Fundamentals of System Dynamics
Postgraduate course
- ECTS credits
- 10
- Teaching semesters
- Autumn
- Course code
- GEO-SD302
- Number of semesters
- 1
- Teaching language
- English
- Resources
- Schedule
Course description
Objectives and Content
This course teaches the basics of the System Dynamics method. System Dynamics helps explain how change takes place, why people misunderstand change, and why so many policies fail to solve problems. The method builds on a systems perspective where system parts influence each other and where knowledge from different fields of study may be needed. Students learn to recognize typical problem behaviors of dynamic systems, exemplified by global warming, over-utilization of natural resources, epidemics, price fluctuations, among other problems of importance for sustainable development goals. Students learn to formulate hypotheses for why problems develop, and they learn to represent their hypotheses in simulation models to test their hypotheses. So as to build and analyze their simulation models, student learn the fundamental system structures and their dynamics. At a more general level, the course gives training in applying the scientific method to socio-economic problems, it provides a common language for interdisciplinary research.
Learning Outcomes
On completion of the course, the student should have the following learning outcomes defined in terms of knowledge, skills and general competence:
Knowledge
The student
- Knows the fundamentals of system dynamics, as a model-based approach to dynamically complex problems with an endogenous focus.
- Is able to characterize dynamic problems of systemic nature and understand the structure and behavior distinction in dynamic systems.
- Can assess causality, feedback causality and fundamentals of causal model building.
- Knows the fundamental tools for systems thinking and modeling, such as causal loop diagrams, and stocks and flows.
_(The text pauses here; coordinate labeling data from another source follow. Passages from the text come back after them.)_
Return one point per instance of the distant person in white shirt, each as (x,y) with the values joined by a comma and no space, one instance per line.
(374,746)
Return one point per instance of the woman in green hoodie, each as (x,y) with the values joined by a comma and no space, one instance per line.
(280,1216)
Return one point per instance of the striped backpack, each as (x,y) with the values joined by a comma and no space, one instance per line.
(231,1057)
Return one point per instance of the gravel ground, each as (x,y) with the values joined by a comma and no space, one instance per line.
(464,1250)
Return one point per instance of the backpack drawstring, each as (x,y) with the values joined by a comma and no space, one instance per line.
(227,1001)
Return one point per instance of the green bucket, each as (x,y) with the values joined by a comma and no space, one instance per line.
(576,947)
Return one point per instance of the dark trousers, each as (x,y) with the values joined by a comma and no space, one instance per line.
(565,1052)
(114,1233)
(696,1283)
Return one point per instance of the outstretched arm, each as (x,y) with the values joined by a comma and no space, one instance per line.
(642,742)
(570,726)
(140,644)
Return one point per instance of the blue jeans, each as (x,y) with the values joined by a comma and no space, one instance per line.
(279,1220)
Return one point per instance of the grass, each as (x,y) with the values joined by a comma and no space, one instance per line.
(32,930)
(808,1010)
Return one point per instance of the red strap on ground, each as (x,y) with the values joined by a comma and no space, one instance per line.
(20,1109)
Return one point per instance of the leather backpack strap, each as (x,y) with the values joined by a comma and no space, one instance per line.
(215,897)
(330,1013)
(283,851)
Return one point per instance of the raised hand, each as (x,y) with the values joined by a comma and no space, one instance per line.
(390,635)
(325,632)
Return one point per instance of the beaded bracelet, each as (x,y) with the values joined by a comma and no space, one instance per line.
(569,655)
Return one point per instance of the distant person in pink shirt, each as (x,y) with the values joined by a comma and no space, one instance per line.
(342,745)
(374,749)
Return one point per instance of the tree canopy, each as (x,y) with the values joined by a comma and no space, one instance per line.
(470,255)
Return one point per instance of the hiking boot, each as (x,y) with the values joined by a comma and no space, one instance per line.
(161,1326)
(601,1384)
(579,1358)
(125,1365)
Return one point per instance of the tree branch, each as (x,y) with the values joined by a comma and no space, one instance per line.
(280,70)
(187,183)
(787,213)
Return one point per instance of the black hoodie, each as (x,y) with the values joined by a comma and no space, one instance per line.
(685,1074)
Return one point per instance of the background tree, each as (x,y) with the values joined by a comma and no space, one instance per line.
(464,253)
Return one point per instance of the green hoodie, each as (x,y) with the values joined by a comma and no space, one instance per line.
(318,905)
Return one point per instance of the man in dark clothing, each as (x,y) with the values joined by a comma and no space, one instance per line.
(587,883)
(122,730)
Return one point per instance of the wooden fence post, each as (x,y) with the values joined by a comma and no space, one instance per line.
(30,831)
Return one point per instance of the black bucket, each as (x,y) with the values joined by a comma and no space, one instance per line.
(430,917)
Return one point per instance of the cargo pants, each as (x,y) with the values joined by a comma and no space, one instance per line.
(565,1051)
- Understands stocks, flows and their dynamics, and the structure and behavior of simple dynamic feedback systems.
Skills
The student
- can characterize dynamic behavior patterns;
- is able to assess causality versus correlation;
- can build conceptual models with endogenous focus;
- discerns stocks, flows and their dynamics;
- is able to analyse the structure behavior relationship of simple feedback structures;
- is able to build and run simple models on computer simulation platforms;
- can perform basic validation and sensitivity tests on computer simulation models;
- can apply simple model structures on to real life phenomena pertaining to sustainable development goals, build and run models on computer simulation platforms for model-based experimentation.
General competence
The student
- adopts a systems view on concurrent, pressing change in a complex world;
- understands system dynamics as a systems approach to address pressing dynamic problems;
- understands system dynamics as an approach to problems of systemic feedback nature;
- understands system dynamics as a scientific method to learn about, understand and control change over time.
- is able to frame concerns pertaining to sustainable development goals, such as environment, climate, resources, health and human well-being as systems problems.
ECTS Credits
10 ECTS
Level of Study
Master
Semester of Instruction
Autumn
Required Previous Knowledge
None
Recommended Previous Knowledge
Prospective students should check that they understand what a mathematical function is and how it can be exposed in a graph. Students do not need knowledge of complex mathematical methods of analysis.
Credit Reduction due to Course Overlap
- GEO-SD230 (5 ECTS)
- GEO-SD662 (10 ECTS)
Access to the Course
Open for all students at the Univesity of Bergen.
Teaching and learning methods
The course consists of video streamed lectures and lab (activity sessions). Students read the assigned materials and watch the assigned videos before joining the lectures. The lectures make in depth discussion of the assigned materials. Learning is reinforced during the activity sessions, where students work on assigned problems with peer and instructor mentoring. There are 12 lectures (three-hours each) and 12 lab/activity sessions (three hours each) over a 6-week period.
Compulsory Assignments and Attendance
Four weekly assignments
Forms of Assessment
5 hour take home exam
The exam assignment will be given in the language of instruction in the course.
The exam answer must be submitted in the same language as the exam assignment.
Grading Scale
An ECTS grade is provided to the student at the end of the course according to the A-F scale.
Assessment Semester
Autumn.
A retake exam is arranged for students with valid absence according to § 5-5. If there is a retake exam for students with valid absence, all students with valid compulsory activity can sign up for the retake exam.
Reading List
The reading list will be ready before 1 July for the autumn semester and 1 December for the spring semester.
Course Evaluation
All courses are evaluated according to UiB's system for quality assurance of education.
Programme Committee
The Programme Committee is responsible for the content, structure and quality of the study programme and courses
Course Administrator
The Department of Geography at the Faculty of Social Sciences has the administrative responsibility for the course and the study programme.